I came back to find the streets of Athens still very much under threat from these highly stylized Hellenic storm troopers, who are part of a wave of far-right nationalists gaining strength across Europe. In September, a suspected Golden Dawn activist stabbed the anti-fascist rapper Pavlos Fyssas to death in his Athens neighborhood. Last month, several dozen Golden Dawn loyalists marched through that same neighborhood, tearing down a banner honoring the rapper and attacking a well-known haunt of Greek anarchists. And this weekend, the group announced a new party called National Dawn, which is designed to get around a potential ban on the party.
As a low-grade street war brews between the far left and the far right here, there is an ever-present risk that crisis-plagued Greece could descend deeper into political violence.
And yet, in recent months, authorities appear to have awakened to the threat posed by the Golden Dawn. Six of the party’s elected members of parliament — including party leader Nikos Michaloliakos — have been jailed pending trial on charges of forming and running a criminal organization. A trove of data collected from the cellphones and laptops of arrested members contained photos of Golden Dawn recruits at training camps posing with assault weapons and giving Nazilike salutes. A recent law passed by parliament effectively stripped Golden Dawn of the state funding doled out to political parties.
At the same time, support for the neo-Nazi party among Greeks has vacillated. After Fyssas’s murder, approval ratings for the party plummeted. But after apparent retribution killings of two of Golden Dawn members a few weeks later, public sympathy for the party appeared to rebound. Some recent polls show support in the low double-digit range, slightly off their highs but not by much.
The big test now, political watchers here say, will be two important elections in May — one for local offices and the other for the European parliament.

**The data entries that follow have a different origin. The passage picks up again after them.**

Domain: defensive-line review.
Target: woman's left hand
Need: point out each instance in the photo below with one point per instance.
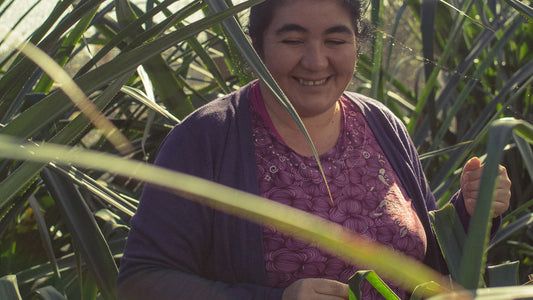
(470, 181)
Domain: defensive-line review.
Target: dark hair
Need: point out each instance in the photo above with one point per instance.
(261, 15)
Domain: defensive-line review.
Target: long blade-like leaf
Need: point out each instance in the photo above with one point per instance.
(247, 51)
(474, 255)
(331, 237)
(85, 231)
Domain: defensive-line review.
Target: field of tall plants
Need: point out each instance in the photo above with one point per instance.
(86, 100)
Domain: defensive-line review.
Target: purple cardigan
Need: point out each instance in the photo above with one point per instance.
(178, 249)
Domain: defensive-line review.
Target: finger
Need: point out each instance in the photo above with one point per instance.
(472, 164)
(332, 288)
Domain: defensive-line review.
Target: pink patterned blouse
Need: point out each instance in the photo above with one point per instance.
(368, 197)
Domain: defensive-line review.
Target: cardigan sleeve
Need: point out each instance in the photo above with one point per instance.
(170, 253)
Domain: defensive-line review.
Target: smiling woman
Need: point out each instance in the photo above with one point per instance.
(182, 250)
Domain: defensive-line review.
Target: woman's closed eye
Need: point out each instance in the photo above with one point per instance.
(335, 42)
(292, 41)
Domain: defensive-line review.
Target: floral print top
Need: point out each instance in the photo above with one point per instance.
(368, 197)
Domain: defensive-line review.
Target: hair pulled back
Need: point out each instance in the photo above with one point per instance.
(262, 14)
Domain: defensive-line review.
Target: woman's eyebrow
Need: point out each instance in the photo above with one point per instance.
(339, 29)
(298, 28)
(291, 27)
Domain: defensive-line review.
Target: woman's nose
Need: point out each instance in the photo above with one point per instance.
(314, 58)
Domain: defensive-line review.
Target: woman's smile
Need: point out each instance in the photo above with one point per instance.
(310, 50)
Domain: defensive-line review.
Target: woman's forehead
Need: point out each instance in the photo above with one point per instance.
(330, 16)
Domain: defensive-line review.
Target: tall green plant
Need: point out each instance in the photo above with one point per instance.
(477, 66)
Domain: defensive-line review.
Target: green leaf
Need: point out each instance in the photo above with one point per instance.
(9, 288)
(54, 105)
(48, 293)
(474, 256)
(521, 7)
(505, 274)
(360, 276)
(512, 228)
(499, 293)
(84, 230)
(238, 37)
(328, 236)
(44, 233)
(450, 236)
(19, 178)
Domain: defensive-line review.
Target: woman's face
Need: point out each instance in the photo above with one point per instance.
(310, 49)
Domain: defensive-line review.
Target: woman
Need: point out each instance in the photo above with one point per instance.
(178, 249)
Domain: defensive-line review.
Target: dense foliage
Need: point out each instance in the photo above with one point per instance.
(448, 69)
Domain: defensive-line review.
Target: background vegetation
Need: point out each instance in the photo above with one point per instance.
(448, 69)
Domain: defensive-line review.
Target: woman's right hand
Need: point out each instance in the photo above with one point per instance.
(316, 288)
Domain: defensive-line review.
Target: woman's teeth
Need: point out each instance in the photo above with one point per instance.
(312, 82)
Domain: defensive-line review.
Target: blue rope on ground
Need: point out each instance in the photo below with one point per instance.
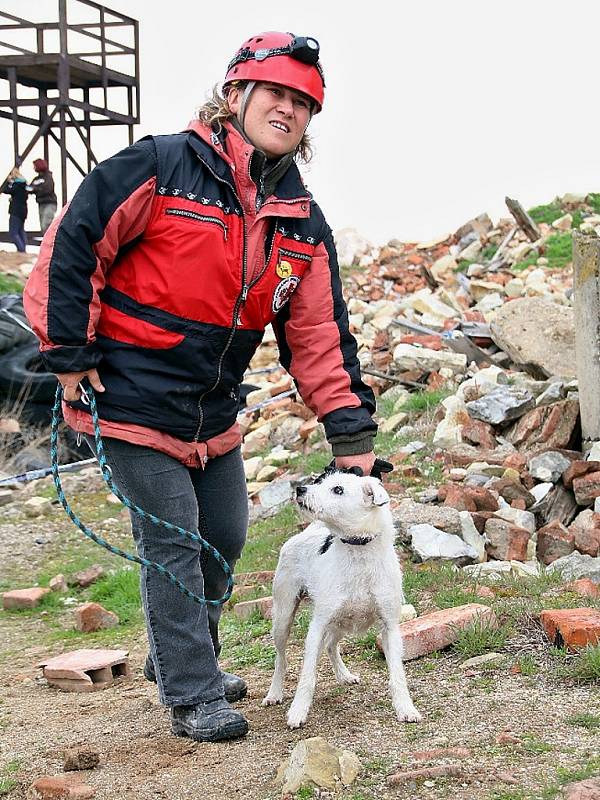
(106, 474)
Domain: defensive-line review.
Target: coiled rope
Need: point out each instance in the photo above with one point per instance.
(107, 476)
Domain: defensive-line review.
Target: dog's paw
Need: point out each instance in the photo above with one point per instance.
(408, 714)
(349, 679)
(296, 717)
(272, 700)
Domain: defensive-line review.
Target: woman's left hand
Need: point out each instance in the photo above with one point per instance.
(365, 461)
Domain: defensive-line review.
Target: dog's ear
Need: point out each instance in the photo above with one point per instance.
(373, 493)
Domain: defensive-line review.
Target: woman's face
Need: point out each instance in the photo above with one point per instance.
(275, 118)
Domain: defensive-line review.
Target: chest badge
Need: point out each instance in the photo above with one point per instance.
(283, 269)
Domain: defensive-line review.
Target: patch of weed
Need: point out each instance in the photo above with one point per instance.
(548, 213)
(590, 722)
(424, 401)
(120, 592)
(559, 250)
(265, 539)
(10, 285)
(586, 667)
(479, 637)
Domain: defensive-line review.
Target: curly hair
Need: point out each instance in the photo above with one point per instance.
(216, 110)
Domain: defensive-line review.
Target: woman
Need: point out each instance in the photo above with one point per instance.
(156, 285)
(16, 187)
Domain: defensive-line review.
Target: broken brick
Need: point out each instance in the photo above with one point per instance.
(574, 628)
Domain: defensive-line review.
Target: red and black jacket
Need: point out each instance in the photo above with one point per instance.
(145, 276)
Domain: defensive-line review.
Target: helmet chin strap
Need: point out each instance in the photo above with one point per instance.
(245, 97)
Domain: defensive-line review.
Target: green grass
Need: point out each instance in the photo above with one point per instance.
(586, 667)
(548, 213)
(479, 637)
(10, 285)
(590, 722)
(425, 401)
(120, 592)
(265, 539)
(247, 642)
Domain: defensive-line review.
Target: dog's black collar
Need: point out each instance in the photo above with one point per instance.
(357, 540)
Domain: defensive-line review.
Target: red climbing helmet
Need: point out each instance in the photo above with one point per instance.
(281, 58)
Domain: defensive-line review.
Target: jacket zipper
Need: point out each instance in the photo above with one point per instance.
(238, 304)
(182, 212)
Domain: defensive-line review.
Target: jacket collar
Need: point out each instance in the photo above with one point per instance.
(208, 145)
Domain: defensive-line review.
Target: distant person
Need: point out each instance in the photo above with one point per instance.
(43, 188)
(16, 187)
(166, 267)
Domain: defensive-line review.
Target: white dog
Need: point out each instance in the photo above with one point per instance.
(346, 564)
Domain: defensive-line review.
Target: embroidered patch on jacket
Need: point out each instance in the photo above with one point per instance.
(284, 269)
(283, 292)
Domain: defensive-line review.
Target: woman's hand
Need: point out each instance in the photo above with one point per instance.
(70, 383)
(365, 461)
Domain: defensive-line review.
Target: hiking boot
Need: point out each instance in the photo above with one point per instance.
(234, 686)
(214, 721)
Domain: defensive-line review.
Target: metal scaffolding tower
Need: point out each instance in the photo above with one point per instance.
(69, 63)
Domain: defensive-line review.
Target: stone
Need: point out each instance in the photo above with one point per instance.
(91, 617)
(429, 542)
(23, 598)
(583, 790)
(439, 629)
(584, 587)
(86, 670)
(410, 513)
(575, 566)
(60, 787)
(77, 758)
(537, 331)
(315, 762)
(409, 357)
(263, 605)
(548, 466)
(546, 427)
(587, 488)
(276, 493)
(86, 577)
(471, 535)
(36, 506)
(522, 519)
(252, 466)
(506, 542)
(58, 584)
(503, 404)
(574, 628)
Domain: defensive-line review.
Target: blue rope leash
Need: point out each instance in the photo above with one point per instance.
(107, 476)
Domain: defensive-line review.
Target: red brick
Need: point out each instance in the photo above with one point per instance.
(439, 629)
(577, 470)
(587, 488)
(554, 541)
(60, 787)
(91, 617)
(23, 598)
(584, 587)
(86, 670)
(573, 627)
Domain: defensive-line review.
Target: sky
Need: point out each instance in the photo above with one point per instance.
(434, 110)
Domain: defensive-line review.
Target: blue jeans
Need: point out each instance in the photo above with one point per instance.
(183, 635)
(16, 231)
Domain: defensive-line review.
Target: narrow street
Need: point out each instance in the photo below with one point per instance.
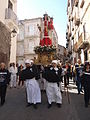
(15, 107)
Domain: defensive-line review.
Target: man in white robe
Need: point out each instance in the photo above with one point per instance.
(32, 87)
(53, 92)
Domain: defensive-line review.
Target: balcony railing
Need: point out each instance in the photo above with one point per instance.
(82, 3)
(76, 3)
(9, 14)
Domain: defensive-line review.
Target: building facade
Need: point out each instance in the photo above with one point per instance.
(78, 30)
(61, 54)
(28, 38)
(30, 34)
(8, 18)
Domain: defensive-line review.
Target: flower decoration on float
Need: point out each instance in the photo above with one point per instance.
(45, 49)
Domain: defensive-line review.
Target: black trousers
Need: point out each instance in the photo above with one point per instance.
(87, 94)
(3, 93)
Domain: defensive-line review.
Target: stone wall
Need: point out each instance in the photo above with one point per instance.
(5, 39)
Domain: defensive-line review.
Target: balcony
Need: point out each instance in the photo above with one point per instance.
(82, 3)
(76, 3)
(83, 41)
(11, 18)
(77, 21)
(75, 47)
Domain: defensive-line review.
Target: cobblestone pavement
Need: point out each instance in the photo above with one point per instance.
(15, 107)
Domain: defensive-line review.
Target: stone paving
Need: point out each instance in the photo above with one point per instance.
(15, 107)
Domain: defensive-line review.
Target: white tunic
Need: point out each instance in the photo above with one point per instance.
(53, 93)
(33, 91)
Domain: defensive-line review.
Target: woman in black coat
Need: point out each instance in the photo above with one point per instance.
(86, 83)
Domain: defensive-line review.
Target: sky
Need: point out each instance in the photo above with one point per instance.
(28, 9)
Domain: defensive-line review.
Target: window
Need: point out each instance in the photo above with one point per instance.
(31, 29)
(31, 46)
(10, 5)
(21, 33)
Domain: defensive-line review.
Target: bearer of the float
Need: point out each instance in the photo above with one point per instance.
(29, 75)
(86, 83)
(52, 75)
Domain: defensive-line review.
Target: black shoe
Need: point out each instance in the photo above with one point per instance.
(49, 105)
(2, 102)
(58, 105)
(28, 105)
(35, 106)
(62, 92)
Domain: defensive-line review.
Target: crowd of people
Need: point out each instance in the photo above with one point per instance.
(45, 78)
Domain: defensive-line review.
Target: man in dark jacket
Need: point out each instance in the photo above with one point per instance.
(53, 77)
(29, 75)
(79, 72)
(4, 80)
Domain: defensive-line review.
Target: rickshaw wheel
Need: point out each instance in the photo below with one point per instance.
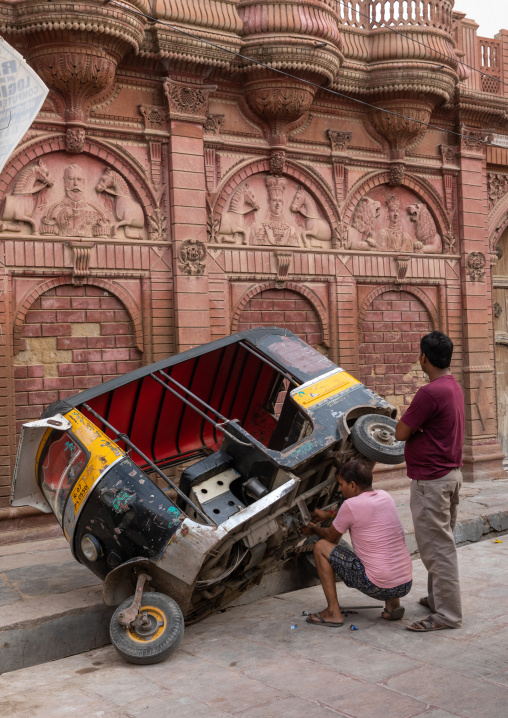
(373, 436)
(156, 633)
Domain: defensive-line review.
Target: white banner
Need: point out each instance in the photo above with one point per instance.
(22, 93)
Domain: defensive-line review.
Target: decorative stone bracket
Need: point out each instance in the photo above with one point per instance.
(283, 260)
(80, 261)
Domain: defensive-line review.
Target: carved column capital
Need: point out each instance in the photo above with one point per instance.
(339, 141)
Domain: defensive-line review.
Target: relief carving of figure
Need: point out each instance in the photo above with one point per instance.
(425, 229)
(361, 234)
(315, 230)
(27, 195)
(128, 213)
(393, 238)
(276, 230)
(73, 216)
(235, 222)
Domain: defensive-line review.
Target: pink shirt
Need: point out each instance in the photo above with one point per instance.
(377, 537)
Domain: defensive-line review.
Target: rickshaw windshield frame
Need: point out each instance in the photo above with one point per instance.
(55, 499)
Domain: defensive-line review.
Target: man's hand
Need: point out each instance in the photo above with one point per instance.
(308, 530)
(320, 515)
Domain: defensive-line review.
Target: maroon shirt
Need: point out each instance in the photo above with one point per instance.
(437, 409)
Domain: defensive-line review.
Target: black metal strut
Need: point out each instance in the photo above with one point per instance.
(123, 437)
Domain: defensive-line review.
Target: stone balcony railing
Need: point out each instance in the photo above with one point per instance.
(374, 14)
(490, 53)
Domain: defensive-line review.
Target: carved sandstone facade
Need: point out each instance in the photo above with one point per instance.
(175, 188)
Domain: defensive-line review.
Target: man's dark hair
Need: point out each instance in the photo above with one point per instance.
(357, 471)
(438, 348)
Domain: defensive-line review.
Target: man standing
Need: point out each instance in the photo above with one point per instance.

The elections will be “a litmus test for how the Golden Dawn is doing in Greece,” said Nick Malkoutzis, a political commentator and deputy editor of the Kathimerini newspaper’s English edition. “There is a fear within the Greek political mainstream that because people tend to vote more freely in local and European parliament elections, a sizable amount of Greeks may vote for them just to give the establishment a slap in the face.”